One of my most consistent predictions was that Nino Niederreiter was being widely undervalued and that after showing well post-trade in 2018-19, he was finally going to show what he could do in a full season with genuine top-line minutes. Well, by the time March rolled around, he was playing about 12:30 a game and had his lowest point total (29) of his career. There was a chance he would post a career-low in points. I was wildly wrong. He had career-lows in IPP and on-ice shooting percentage at 5-on-5, and his second-lowest individual shooting percentage. Everything that could go wrong did go wrong. At least he'll be cheap at the draft table next year?
Sergei Bobrovsky was the one goalie I was high on because I figured he was a near-lock for 70 starts. In reality, before the season was suspended, he lost the net to Chris Driedger. Goalies, man.

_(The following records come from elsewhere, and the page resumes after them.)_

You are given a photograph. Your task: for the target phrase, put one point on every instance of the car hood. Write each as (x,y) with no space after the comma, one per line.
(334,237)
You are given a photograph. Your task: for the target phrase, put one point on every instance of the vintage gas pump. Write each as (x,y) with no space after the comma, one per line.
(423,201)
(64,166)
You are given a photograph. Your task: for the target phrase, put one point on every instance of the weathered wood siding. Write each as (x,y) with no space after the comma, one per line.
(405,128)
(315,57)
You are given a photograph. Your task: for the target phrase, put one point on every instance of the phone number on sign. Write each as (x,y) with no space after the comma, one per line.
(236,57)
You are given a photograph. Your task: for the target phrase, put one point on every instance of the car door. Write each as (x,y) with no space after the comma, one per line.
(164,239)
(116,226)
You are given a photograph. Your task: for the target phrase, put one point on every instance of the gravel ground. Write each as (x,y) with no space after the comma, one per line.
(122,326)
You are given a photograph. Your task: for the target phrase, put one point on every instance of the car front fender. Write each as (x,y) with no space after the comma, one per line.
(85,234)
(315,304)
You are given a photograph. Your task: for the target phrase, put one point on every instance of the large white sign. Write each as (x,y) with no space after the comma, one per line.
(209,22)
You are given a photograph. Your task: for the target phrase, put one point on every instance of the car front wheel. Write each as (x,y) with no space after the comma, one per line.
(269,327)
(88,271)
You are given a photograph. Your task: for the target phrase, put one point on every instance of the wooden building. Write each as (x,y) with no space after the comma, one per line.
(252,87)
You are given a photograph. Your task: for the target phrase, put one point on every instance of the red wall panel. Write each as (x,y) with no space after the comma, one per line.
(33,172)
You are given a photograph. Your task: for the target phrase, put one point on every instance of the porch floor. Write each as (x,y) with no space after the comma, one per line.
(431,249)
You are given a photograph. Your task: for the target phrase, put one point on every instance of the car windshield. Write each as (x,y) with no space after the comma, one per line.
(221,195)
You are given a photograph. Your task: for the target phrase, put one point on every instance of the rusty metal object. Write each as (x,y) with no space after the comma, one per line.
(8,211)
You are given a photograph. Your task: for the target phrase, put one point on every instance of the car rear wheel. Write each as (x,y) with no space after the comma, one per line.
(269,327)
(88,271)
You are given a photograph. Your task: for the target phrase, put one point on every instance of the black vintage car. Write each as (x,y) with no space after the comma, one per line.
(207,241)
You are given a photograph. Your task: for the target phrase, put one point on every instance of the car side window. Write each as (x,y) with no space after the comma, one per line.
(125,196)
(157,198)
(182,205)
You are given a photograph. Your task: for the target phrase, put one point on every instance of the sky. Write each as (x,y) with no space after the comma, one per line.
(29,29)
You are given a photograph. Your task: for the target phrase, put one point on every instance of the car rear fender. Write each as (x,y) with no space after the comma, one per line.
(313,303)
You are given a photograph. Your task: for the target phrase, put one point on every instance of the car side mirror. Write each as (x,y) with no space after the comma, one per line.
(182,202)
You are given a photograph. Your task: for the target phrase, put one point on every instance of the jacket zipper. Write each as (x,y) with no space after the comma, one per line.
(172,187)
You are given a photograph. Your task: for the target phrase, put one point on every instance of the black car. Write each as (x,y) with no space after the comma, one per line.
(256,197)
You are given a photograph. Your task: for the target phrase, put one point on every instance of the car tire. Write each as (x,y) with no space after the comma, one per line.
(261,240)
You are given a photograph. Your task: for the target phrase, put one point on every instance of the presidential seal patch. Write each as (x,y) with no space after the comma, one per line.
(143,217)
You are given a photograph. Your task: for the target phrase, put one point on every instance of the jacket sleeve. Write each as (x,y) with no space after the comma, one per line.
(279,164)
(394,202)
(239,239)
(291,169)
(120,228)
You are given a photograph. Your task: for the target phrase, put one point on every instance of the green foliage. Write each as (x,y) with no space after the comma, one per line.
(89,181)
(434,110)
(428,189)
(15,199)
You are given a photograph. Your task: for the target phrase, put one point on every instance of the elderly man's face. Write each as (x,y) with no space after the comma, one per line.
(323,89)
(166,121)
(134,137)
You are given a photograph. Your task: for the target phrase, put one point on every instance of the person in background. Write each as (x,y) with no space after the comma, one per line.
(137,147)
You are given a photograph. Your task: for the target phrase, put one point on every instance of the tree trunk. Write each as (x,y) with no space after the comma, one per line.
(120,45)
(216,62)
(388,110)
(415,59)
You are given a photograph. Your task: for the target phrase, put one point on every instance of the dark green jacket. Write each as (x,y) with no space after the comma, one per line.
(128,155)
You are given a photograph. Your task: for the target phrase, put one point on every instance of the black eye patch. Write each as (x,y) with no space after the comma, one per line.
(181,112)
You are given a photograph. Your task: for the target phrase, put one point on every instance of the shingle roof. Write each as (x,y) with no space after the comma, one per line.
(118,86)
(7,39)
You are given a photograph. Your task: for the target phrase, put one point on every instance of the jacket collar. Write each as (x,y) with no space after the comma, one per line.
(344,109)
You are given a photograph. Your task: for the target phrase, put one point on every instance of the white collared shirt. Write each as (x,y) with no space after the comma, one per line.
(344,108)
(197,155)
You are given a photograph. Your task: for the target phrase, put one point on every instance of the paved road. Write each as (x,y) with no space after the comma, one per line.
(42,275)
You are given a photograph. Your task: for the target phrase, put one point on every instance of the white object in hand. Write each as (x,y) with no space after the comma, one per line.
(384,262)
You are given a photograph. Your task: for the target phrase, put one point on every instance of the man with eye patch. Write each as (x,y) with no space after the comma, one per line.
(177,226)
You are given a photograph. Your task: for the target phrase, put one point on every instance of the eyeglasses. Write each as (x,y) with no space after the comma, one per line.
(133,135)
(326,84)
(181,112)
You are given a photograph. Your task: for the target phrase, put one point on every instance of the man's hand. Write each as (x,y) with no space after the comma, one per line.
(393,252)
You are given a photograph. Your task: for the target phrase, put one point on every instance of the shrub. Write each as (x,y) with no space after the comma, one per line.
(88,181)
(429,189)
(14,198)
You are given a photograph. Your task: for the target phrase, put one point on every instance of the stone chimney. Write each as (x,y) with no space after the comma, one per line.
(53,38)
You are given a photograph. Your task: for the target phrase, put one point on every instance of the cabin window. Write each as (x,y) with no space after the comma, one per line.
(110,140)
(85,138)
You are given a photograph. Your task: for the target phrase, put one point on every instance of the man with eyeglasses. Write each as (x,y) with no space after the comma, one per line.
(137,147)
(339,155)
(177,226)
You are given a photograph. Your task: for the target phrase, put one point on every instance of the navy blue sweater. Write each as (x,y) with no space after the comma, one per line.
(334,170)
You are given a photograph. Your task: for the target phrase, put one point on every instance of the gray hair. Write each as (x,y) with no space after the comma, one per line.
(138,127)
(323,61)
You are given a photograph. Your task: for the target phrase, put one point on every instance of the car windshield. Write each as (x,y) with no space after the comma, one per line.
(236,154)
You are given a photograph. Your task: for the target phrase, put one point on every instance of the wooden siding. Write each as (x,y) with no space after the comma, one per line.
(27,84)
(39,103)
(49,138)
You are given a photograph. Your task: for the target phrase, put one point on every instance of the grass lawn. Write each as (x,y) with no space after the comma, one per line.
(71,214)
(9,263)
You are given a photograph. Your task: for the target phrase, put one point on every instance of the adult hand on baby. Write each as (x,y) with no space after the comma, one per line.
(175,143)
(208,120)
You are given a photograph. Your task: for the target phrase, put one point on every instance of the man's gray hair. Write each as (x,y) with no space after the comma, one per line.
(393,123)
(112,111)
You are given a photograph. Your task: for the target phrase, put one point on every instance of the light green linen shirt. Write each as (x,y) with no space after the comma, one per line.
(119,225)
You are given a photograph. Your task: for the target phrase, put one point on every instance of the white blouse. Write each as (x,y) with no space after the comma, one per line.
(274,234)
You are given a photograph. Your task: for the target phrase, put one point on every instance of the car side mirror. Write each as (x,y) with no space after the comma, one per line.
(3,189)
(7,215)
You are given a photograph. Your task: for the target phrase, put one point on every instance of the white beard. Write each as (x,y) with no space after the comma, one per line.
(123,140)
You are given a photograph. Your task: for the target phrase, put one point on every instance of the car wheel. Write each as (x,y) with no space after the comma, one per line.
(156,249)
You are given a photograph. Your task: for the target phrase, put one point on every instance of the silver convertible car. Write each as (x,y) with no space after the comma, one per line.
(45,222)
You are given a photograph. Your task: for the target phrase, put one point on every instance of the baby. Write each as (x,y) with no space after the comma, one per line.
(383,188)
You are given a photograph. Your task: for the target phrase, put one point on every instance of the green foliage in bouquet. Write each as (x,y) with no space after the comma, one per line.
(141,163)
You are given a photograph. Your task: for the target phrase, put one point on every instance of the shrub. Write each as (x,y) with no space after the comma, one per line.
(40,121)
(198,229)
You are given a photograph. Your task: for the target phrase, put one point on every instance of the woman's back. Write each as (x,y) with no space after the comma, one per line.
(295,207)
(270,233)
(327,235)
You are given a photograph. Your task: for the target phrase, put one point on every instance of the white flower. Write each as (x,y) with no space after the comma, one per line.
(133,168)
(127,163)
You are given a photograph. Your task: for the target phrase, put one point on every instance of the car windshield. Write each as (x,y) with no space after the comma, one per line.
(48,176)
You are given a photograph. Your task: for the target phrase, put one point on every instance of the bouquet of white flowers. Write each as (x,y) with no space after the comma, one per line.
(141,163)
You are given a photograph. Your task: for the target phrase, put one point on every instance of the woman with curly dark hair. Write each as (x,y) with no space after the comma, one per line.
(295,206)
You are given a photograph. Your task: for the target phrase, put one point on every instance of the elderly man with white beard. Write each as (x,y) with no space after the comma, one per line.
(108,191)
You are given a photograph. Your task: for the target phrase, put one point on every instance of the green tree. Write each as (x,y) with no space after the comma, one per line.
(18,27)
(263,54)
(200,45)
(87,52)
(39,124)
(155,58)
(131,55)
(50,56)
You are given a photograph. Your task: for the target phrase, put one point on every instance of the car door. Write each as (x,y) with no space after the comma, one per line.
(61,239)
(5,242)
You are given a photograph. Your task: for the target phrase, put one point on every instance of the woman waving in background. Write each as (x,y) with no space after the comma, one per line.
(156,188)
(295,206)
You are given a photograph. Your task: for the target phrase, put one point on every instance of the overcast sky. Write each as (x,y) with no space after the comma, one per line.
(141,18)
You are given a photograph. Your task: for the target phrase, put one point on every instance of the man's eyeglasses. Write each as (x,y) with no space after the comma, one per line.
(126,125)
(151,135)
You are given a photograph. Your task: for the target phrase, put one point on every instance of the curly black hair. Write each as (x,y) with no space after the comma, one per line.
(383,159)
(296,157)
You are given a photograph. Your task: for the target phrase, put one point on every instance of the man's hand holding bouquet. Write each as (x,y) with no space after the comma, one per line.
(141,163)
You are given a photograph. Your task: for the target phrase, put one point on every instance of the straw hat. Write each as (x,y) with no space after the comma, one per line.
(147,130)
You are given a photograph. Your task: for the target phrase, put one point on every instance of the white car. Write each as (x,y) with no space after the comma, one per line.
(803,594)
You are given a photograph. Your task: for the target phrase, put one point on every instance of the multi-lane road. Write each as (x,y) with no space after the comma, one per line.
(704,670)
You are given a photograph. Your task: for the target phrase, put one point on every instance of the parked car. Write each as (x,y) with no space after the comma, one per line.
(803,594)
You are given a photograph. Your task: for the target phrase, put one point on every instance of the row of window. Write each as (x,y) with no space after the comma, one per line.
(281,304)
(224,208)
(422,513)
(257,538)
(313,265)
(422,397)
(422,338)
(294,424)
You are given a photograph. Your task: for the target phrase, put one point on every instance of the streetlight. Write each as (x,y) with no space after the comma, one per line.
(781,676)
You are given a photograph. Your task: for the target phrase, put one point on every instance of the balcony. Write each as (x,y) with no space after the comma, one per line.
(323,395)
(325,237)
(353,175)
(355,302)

My hope was that this would be the season we'd see the breakout for Nico Hischier. The team added some weapons in the offseason, Taylor Hall and Kyle Palmieri were still around, and Hischier was coming into his third full season. I thought all the stars were aligned, and the team hit the ground running with all the pace of a sloth. I still think Hischier will have a full-fledged breakout, it just didn't happen this year.
Shayne Gostisbehere was a guy I had pegged as a bounce-back candidate and that did not happen by any possible measure. I mean, the guy was a healthy scratch at times, while Ivan Provorov took over the blue line. It's weird because I was watching a game from the 2016 World Cup and was reminded that Gostisbehere, once upon a time, was highly coveted not only by fantasy hockey owners, but obviously by those involved in the game, as he was selected to Team North America. This is now two terrible years in a row, though. What to think?
It's hard to say what to make of Andreas Johnsson. He had a decent start to the season but he eventually lost his role both at 5-on-5 and on the top PP unit, due to injury and under-performance (and how those two may be related, I won't even make an attempt). He went from playing nearly 18 minutes a night in November to fewer than 12 minutes a night in February. What that means for his future, I really don't know right now. I'm still a believer in his offensive talent, but if he's not in the top-6, it doesn't matter.
Jakub Vrana was a player I've been high on for years but wasn't excited to draft in 2019-20 because I didn't see him taking over any role on the top PP unit. While he hasn't grabbed the reigns outright, he did get some time on the top unit this year over Evgeny Kuznetsov. Now, if someone were to tell me they were from the future and said that Jakub Vrana would play 82 games next season on Washington's top PP unit, there would probably be an argument for him being picked in the first three or four rounds. Until we have that security though, I'm leery of drafting him inside the top-50 players.